Look for the wood rot. If the landlord doesn't act immediately, try to contact the owner of the building: it is in their best interest to get this taken care of yesterday. These things are evil incarnate.
posted by Shepherd at 7:17 AM on June 3, 2008 [1 favorite]

They like water and rotting wood. They're on the move looking for nesting sites right now. Carpenter ants can really damage buildings, so your landlord should take action. Meanwhile, those ant traps really help, though there are several varieties, and I don't know which poison comes out on top in the toxicity vs. effectiveness battle. After reading through the ant questions on askMe, I used Terro on a huge outdoor ant mound. Quite successful, though the little guys are back this year.
posted by theora55 at 7:37 AM on June 3, 2008

Just so you know, those freaky centipede things? They eat carpenter ants. That's the one reason we let them stay alive in our place and we have way less problems with the ants than our landlords do upstairs.
posted by JonahBlack at 7:45 AM on June 3, 2008

I had carpenter ants, nasty little bugs. You can watch one and follow it back to where it is coming in, usually a hole in the floor or wall that they carve themselves. Terro is an awesome ant killer, but you can't let it run out or the ants won't get the poison. It is basically a borax/melon liquid they LOVE to snack on. The liquid traps aren't any good, ants will just haul in sticks to build rafts to get across the mysteries lake of food. Also, tell your landlord, these things are just as destructive as termites and may require an exterminator and inspection.
Good luck!
posted by idiotfactory at 9:26 AM on June 3, 2008

First of all, killing ants is a common practice:

But I know from experience that exterminators are really the quickest, most effective, best way to KILL THEM ALL.

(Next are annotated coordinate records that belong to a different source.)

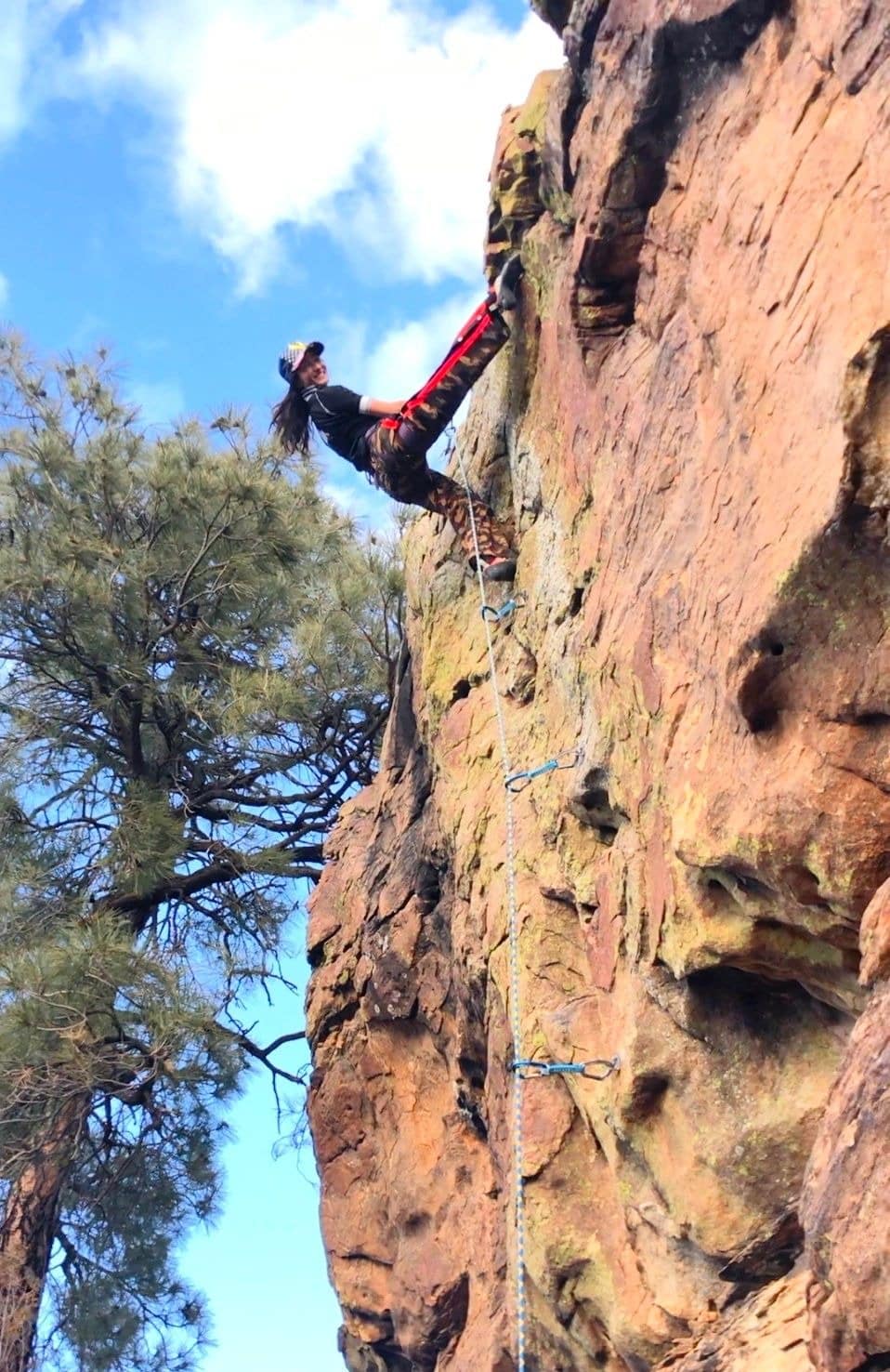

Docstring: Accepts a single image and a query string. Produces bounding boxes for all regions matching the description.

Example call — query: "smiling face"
[296,352,328,386]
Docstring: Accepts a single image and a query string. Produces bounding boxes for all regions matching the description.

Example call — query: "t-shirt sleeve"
[316,386,362,415]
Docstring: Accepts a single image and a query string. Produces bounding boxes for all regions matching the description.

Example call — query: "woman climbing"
[271,254,522,582]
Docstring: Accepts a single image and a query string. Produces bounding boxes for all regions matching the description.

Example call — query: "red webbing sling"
[380,297,492,429]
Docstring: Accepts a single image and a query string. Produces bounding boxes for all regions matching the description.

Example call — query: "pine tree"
[0,337,402,1372]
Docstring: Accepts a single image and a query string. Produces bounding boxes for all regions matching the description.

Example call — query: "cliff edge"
[308,0,890,1372]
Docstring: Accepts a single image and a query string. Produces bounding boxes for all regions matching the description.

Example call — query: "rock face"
[308,0,890,1372]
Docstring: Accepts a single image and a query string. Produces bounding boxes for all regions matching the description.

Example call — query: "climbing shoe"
[483,557,516,582]
[493,253,525,310]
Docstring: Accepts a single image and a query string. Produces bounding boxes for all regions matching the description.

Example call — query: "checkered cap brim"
[279,342,325,381]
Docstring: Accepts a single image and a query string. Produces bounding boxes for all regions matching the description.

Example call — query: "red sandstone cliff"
[308,0,890,1372]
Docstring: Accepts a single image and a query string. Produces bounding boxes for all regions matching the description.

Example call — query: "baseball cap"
[279,342,325,381]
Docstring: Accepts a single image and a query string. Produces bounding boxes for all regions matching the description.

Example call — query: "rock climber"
[271,254,522,582]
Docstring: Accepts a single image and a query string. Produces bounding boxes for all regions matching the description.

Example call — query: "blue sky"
[0,0,561,1372]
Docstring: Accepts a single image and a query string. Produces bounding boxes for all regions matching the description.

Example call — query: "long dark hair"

I researched killing ants really extensively one night and settled on buying Viktor's poison-free mint ant killer for my infestations of those small, indestructible ants. This spray really does work but the toothpaste smell makes my girlfriend complain too much for it to be worth using in my own house.

Things that did not work for me:

cayenne pepper
regular pepper
washing away their scent trails
using ant hotels from Home Depot, many different brands

The only other thing I've found that worked is a little ant hotel that an exterminator gave me. It's got brown paste inside it and it's clear. No label of any kind. Works like nothing else. They feasted on it like crazy for a week and then they never came back. Didn't ever have ants again in that house but unfortunately it was a rental as was the exterminator and I never got a chance to ask him what brand/formula that was.